オンチェーン取引では、3,400BTCがLiquidのペグ用スクリプトアドレスへ送られ、598.5BTCが同じ保有者アドレスへ戻る形になった。これは流出額の約15%に相当し、当時の価格で約4,8,000,000ドル規模の金額だ。返還前には、Bitcoinのブロックへメッセージを書き込むOP_RETURNを使い、ホワイトハット側とBlockstream関連アドレスが連絡を取っていた。Blockstream側はブリッジノードの修正完了後、安全に返還できると伝えた。公式投稿でも関連するオンチェーン情報が共有されている。

日本の読者への影響:ブリッジ利用では技術障害と返還条件を分けて見る必要がある

今回の件は、暗号資産の保管先だけでなく、異なるチェーン間を接続するブリッジの実装不具合が資産移動に直結し得ることを示す。

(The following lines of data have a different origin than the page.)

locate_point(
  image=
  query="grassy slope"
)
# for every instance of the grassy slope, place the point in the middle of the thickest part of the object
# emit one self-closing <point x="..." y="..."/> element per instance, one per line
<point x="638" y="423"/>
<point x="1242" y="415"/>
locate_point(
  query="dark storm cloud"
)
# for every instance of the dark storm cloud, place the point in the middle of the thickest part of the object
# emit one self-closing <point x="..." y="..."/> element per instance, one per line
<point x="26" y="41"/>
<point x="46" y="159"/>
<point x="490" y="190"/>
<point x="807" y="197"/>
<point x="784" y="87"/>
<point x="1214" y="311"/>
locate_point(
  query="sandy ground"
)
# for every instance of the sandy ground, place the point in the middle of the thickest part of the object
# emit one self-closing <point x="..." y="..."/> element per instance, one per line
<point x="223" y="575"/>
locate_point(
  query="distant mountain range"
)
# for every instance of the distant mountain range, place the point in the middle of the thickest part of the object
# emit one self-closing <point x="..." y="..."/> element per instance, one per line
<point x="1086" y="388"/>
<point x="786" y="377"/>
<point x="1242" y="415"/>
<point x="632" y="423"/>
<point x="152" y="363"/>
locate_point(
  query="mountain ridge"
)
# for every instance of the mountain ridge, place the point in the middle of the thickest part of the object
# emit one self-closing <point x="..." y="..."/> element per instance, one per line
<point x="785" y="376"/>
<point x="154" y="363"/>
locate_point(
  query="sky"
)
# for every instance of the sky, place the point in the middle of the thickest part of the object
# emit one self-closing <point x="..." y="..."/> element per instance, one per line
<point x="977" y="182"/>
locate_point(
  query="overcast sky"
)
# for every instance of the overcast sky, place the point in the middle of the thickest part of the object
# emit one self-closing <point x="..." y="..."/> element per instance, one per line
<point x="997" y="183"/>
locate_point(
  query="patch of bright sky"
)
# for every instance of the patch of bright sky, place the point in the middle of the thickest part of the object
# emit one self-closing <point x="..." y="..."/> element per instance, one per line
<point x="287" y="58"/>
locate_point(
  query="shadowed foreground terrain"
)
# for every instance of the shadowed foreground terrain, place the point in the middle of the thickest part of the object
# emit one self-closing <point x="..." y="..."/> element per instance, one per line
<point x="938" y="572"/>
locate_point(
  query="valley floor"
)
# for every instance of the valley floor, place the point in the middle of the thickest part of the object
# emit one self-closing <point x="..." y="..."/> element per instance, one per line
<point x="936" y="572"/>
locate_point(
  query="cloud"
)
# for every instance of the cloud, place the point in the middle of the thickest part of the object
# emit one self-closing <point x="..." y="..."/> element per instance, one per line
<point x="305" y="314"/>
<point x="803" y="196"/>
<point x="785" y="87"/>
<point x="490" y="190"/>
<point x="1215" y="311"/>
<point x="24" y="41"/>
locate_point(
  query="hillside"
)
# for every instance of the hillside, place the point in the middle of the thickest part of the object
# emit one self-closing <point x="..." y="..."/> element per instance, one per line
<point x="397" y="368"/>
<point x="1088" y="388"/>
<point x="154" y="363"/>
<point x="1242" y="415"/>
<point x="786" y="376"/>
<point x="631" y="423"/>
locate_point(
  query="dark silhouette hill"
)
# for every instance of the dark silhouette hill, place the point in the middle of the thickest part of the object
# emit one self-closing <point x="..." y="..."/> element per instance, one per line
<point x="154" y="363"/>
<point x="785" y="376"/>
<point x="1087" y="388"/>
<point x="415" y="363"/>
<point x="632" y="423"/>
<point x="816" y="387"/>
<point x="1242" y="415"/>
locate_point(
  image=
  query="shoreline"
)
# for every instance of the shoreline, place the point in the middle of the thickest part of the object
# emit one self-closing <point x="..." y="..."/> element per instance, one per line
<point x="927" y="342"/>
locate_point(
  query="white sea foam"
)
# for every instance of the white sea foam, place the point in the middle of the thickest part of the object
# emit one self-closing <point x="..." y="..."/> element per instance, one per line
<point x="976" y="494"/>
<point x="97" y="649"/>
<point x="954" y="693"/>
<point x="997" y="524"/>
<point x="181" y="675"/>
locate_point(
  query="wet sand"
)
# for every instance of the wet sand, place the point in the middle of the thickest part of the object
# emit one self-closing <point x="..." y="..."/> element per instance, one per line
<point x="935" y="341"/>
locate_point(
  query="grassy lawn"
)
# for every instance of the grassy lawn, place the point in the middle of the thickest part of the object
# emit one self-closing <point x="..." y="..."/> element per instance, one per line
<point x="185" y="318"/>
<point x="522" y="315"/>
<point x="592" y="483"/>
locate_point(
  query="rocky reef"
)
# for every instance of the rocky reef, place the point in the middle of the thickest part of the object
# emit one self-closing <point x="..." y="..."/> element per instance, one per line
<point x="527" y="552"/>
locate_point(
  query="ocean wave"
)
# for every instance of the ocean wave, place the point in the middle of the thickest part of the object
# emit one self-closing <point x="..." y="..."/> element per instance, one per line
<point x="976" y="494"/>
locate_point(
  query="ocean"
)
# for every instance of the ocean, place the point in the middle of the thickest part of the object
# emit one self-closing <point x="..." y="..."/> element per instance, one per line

Liquid側の説明では、約4,000BTCの移動はSideSwapのペグアウト経路を通じて行われ、PAK自体は侵害されず、ほかの発行資産にも影響はなかったとされる。また、SideSwapは当初のL-BTCのペグアウトについてElementsのバグに起因すると説明していた。日本の利用者は、L-BTCなどの資産を扱う際、取引所やウォレットの残高だけでなく、ネットワークの停止状況、ブリッジの修正完了、公式アナウンスを確認すべきだ。なお、598.5BTCの保持が正式な報奨金として合意されたかは、公開情報だけでは確定していない。

helloBTC編集部の整理と今後の注目点:返還完了ではなく脆弱性修正と交渉の行方が焦点だ

今回確認できたのは大部分の返還であり、事件全体の解決や残る598.5BTCの最終的な扱いが確定したわけではない。

注目点は、修正されたコードやブリッジノードの安全性について追加説明が出るか、LiquidとBlockstreamが残金をどう扱うか、そして同様のペグ経路で再発防止策が示されるかである。暗号資産投資家は「返還されたBTCの数量」と「原因となったバグの修正・検証」を別々に評価する必要がある。特に、報奨金をめぐる交渉内容は暗号化メッセージのため公開情報が限られており、推測で確定情報として扱うべきではない。